Um pouco a parte está uma coprodução russo-americana Babai, um debute de Artem Aisagaliev. O realizador filma os seus familiares e tenta captar a realidade que se vê pelos dois irmãos. A câmara colocada na altura dos meninos destaca alguns fragmentos da vida: as mãos, os pés, as costas dos outros, os diálogos dos adultos. Esses pormenores é que criam uma personalidade, criam um mundo pouco agradável, cinzento e sem qualquer tipo de futuro. É uma realidade de qual não é possível escapar. Como não é possível escapar do mundo kafkiano onde realidade e ficção misturam-se e fazem parte uma da outra.
Impossibilidade de escapar e o lado mítico encontramos também no filme de outro espanhol, o galego Lois Patiño, com Lúa Vermella. Este documentário que começa com uma imagem do mapa de navegadores convide-nos explorar o fundo do mar. O filme aborda o tema da morte e da memória. As pessoas que vivem ao lado do mar acreditam em poder da Lua e em monstros que moram nas águas. Aqueles que procuram liberdade desses superstições ficam de castigo. Não há maneira nenhum de se libertar, só continuar debaixo da luz da lua vermelha.

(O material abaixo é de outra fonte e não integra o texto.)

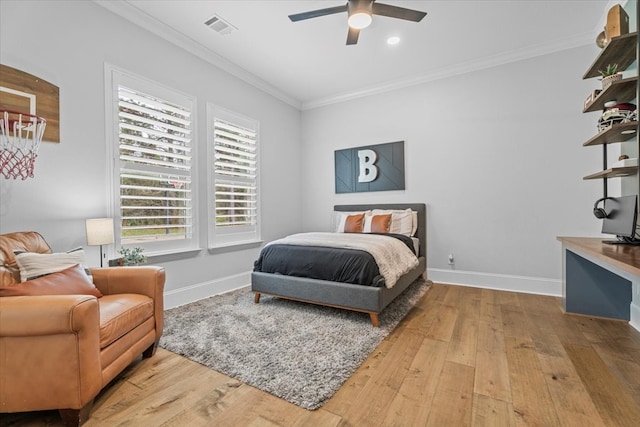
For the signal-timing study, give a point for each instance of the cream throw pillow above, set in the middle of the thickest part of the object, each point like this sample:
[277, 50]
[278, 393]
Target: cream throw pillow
[33, 265]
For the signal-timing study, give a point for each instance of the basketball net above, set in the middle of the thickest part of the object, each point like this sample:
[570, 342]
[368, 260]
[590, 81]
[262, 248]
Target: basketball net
[20, 138]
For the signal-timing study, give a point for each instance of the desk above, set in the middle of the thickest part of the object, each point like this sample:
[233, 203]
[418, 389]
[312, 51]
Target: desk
[600, 279]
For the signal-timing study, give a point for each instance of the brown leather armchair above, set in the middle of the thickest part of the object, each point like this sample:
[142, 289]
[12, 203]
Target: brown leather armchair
[59, 351]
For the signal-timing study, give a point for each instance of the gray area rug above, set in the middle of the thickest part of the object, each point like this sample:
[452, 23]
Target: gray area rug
[299, 352]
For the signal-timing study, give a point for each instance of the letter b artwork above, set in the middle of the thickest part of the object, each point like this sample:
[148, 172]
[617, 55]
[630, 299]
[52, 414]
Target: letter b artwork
[370, 168]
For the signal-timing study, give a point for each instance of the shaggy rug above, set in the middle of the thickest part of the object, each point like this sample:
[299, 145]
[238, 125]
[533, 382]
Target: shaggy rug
[299, 352]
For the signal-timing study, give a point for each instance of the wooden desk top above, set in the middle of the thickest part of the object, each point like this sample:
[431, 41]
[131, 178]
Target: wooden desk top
[625, 257]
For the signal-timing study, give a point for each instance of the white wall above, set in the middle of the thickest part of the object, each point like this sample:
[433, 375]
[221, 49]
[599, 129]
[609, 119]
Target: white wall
[497, 156]
[67, 43]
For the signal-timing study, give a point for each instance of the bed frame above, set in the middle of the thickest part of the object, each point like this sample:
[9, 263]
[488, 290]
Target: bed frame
[366, 299]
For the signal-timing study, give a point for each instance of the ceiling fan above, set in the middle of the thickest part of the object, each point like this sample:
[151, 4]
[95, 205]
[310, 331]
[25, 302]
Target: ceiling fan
[360, 15]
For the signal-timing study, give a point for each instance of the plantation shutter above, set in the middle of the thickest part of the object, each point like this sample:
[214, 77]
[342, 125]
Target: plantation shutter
[235, 179]
[155, 159]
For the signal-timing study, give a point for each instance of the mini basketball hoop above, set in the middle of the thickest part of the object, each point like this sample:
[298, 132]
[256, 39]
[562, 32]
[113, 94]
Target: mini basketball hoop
[20, 138]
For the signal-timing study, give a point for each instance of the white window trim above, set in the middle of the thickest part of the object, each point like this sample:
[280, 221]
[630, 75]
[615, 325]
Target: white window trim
[218, 238]
[113, 77]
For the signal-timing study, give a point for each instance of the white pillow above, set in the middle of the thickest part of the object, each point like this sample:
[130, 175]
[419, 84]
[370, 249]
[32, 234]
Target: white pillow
[401, 220]
[34, 265]
[341, 218]
[414, 219]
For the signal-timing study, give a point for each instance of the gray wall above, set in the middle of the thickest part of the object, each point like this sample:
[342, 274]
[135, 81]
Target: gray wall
[67, 43]
[495, 154]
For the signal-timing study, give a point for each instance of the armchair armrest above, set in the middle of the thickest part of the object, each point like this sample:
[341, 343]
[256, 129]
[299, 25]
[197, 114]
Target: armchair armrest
[51, 339]
[145, 280]
[48, 315]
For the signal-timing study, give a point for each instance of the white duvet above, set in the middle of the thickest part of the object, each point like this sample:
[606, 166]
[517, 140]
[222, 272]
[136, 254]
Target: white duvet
[393, 257]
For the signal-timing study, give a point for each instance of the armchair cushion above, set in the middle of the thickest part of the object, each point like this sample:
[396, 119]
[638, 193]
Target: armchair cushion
[120, 314]
[71, 281]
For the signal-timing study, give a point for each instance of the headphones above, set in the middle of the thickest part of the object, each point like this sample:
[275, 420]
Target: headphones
[600, 213]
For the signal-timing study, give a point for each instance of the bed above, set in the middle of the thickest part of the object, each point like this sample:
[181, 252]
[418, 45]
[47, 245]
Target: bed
[356, 297]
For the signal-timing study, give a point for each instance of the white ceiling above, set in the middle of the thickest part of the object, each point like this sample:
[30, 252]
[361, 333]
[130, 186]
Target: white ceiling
[307, 63]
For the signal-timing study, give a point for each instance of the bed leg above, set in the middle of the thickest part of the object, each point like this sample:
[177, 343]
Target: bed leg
[374, 319]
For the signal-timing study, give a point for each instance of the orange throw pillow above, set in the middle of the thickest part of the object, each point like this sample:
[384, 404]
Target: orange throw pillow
[380, 223]
[354, 224]
[71, 281]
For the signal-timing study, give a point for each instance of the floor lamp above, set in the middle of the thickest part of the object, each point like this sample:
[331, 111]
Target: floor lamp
[100, 232]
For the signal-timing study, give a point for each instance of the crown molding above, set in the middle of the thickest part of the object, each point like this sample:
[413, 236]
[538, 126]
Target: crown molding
[467, 67]
[136, 16]
[141, 19]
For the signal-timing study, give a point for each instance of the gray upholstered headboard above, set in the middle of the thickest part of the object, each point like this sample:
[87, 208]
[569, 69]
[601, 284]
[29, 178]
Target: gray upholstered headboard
[421, 208]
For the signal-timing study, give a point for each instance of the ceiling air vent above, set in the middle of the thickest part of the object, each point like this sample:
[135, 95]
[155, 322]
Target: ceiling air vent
[219, 25]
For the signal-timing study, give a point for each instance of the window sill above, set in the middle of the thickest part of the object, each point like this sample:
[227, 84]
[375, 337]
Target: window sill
[162, 256]
[235, 246]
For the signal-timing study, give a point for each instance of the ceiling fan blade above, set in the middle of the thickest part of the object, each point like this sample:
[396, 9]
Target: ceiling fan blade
[316, 13]
[352, 36]
[398, 12]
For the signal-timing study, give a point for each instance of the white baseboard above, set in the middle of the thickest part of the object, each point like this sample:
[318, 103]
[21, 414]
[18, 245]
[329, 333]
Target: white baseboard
[181, 296]
[635, 316]
[503, 282]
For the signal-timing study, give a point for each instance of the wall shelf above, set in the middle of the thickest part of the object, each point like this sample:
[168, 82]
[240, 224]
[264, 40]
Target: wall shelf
[615, 133]
[613, 173]
[622, 90]
[620, 50]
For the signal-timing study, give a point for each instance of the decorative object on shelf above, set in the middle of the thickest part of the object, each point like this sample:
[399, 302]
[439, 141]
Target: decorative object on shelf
[618, 113]
[617, 22]
[609, 75]
[100, 232]
[132, 256]
[602, 40]
[20, 138]
[592, 96]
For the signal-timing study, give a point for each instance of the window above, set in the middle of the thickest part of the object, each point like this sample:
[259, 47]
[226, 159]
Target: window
[153, 165]
[233, 178]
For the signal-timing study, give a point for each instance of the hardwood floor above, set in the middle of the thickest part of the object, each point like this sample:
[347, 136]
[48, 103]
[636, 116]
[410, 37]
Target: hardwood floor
[462, 357]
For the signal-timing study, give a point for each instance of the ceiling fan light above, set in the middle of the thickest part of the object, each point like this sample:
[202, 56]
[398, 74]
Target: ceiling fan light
[359, 20]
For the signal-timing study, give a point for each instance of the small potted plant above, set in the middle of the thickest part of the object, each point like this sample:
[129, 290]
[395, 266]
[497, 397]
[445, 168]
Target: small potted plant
[132, 256]
[609, 75]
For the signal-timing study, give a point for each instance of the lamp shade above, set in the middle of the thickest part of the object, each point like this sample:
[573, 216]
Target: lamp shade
[99, 231]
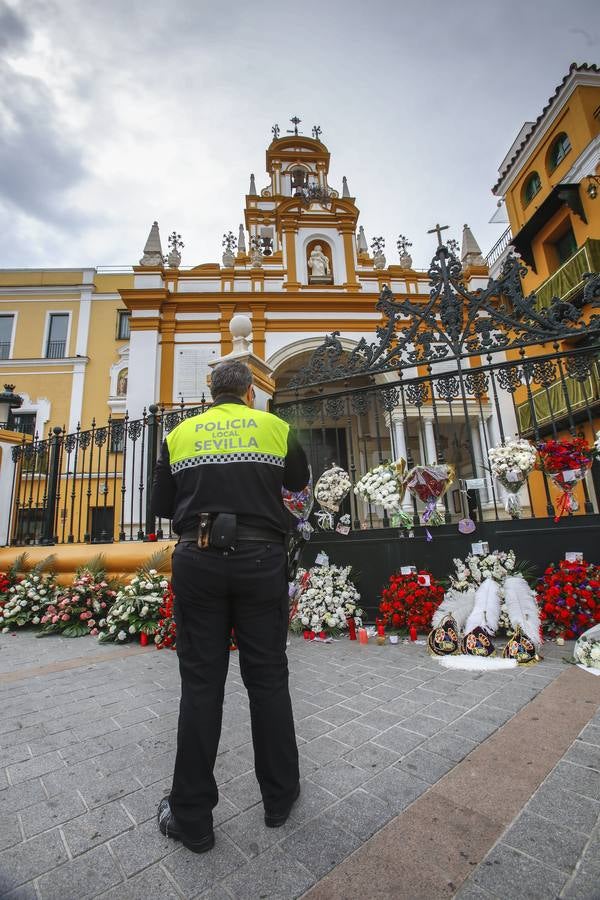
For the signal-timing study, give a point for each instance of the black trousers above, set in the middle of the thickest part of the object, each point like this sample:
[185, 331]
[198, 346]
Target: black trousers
[245, 589]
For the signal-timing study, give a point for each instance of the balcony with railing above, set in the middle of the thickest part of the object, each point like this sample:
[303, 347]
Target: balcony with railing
[497, 254]
[567, 281]
[55, 349]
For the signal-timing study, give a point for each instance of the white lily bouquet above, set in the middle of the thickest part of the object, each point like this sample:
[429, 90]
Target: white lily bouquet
[511, 464]
[587, 648]
[330, 490]
[384, 486]
[328, 598]
[136, 609]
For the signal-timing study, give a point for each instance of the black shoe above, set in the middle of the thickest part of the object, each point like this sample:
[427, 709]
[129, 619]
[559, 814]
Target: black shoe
[276, 820]
[169, 827]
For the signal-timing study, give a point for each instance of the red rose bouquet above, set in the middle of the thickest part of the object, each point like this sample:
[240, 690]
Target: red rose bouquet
[569, 598]
[410, 601]
[165, 630]
[566, 462]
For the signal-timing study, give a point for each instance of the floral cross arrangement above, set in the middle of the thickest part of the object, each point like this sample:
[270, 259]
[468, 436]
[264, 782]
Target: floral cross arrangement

O programa do IndieLisboa este ano é muito comum com a situação política no mundo. A pandemia que nos fez sentir a necessidade de sair do nosso lugar, a falta da mobilidade. Os conflitos militares e guerras que acontecem permanente e lançam a sensação de algo monstruoso. O fanatismo que tem a sociedade em defender as suas ideias e sufocar as dos outros. Tudo isto tem a ver com a falta da Liberdade. E os cineastas, entre os outros artistas, andam a sua procura.